Dive Brief:
- Federal courts cannot dismiss lawsuits they’ve ruled are subject to mandatory arbitration when the party compelling arbitration requests a stay, the U.S. Supreme Court ruled Thursday in Smith v. Spizzirri.
- In a unanimous ruling, the high court highlighted part of section 3 of the Federal Arbitration Act, which says the court “shall on application of one of the parties stay the trial of the action until such arbitration has been had in accordance with the terms of the agreement.”

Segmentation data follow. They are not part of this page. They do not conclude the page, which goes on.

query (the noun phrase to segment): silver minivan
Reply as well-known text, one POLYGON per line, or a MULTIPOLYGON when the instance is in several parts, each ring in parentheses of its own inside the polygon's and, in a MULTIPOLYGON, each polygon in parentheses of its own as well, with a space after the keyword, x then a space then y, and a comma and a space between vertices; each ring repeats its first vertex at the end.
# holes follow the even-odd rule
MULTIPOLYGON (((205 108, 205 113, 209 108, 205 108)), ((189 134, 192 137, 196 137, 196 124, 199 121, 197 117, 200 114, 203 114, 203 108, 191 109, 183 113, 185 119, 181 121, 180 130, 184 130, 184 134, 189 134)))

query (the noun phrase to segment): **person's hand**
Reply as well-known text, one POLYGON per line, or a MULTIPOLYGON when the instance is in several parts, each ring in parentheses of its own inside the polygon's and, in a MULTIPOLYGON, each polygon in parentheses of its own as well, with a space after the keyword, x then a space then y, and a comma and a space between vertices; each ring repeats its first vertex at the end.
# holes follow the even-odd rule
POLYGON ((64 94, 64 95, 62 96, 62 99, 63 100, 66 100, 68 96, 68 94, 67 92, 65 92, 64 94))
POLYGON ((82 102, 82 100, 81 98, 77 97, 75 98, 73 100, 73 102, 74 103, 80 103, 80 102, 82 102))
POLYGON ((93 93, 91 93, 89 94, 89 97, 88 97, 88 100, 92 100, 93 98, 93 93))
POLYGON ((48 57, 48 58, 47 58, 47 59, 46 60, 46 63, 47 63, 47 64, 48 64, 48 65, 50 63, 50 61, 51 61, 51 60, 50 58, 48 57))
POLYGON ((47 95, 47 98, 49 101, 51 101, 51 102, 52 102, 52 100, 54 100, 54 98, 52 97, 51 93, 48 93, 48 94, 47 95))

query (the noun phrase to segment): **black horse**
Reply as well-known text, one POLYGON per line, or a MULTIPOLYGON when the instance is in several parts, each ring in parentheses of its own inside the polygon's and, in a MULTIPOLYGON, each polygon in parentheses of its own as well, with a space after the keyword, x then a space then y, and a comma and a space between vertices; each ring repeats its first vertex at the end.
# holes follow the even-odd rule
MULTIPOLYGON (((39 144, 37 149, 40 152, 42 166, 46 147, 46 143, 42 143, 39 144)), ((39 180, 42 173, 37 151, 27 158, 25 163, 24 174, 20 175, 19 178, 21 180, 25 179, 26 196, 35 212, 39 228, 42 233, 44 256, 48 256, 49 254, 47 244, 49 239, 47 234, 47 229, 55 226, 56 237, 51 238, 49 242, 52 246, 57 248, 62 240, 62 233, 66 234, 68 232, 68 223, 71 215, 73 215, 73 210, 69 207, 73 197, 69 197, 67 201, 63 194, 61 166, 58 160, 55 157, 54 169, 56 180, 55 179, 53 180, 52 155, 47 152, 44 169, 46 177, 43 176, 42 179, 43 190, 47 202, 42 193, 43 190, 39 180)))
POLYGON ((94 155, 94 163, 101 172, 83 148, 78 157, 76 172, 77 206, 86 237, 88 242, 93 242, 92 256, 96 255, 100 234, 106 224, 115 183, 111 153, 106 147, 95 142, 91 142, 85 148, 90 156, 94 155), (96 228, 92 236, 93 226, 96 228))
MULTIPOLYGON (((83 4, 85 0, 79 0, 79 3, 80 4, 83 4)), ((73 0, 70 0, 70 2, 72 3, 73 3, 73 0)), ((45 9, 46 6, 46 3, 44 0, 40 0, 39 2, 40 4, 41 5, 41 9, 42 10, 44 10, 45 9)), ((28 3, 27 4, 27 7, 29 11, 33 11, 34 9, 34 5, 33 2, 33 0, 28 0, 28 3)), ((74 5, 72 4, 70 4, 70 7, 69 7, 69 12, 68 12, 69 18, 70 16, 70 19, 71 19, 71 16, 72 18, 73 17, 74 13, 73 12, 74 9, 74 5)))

- The ruling overturns a decision by the 9th U.S. Circuit Court of Appeals that said Circuit precedent gave a district court discretion to dismiss an arbitration case if all claims were subject to arbitration. The case in question involved a misclassification suit filed by current and former delivery drivers for an on-demand delivery service.
Dive Insight:
“Respondents’ attempt to read ‘stay’ to include ‘dismiss’ cannot be squared with the surrounding statutory text, which anticipates that the parties can return to federal court if arbitration breaks down or fails to resolve the dispute,” Justice Sonia Sotomayor wrote in the decision, summing up the opinion of the court.
Although the lawsuit was originally filed in Arizona, the high court’s ruling “will impact all federal courts,” according to a post by CDF Labor Law LLP. “While the enforceability of employment arbitration agreements will remain the subject of much litigation, especially in California, Spizzirri removes one issue of contention which will help to streamline disputes over arbitration agreements,” the authors wrote.
Arbitration agreements have been the subject of legal scrutiny recently, with mandatory agreements in particular under the spotlight.
Lawmakers and advocates are pushing for legislation that would create an exemption for age discrimination claims in mandatory arbitration cases, for example. Such legislation would build on existing law passed in 2022, which disallows mandatory arbitration in cases of sexual assault and sexual harassment.
And last month, the Supreme Court unanimously ruled that transportation workers don’t need to be employed in the transportation industry to be covered by the FAA’s exemption for workers engaged in foreign or interstate commerce in forced arbitration cases.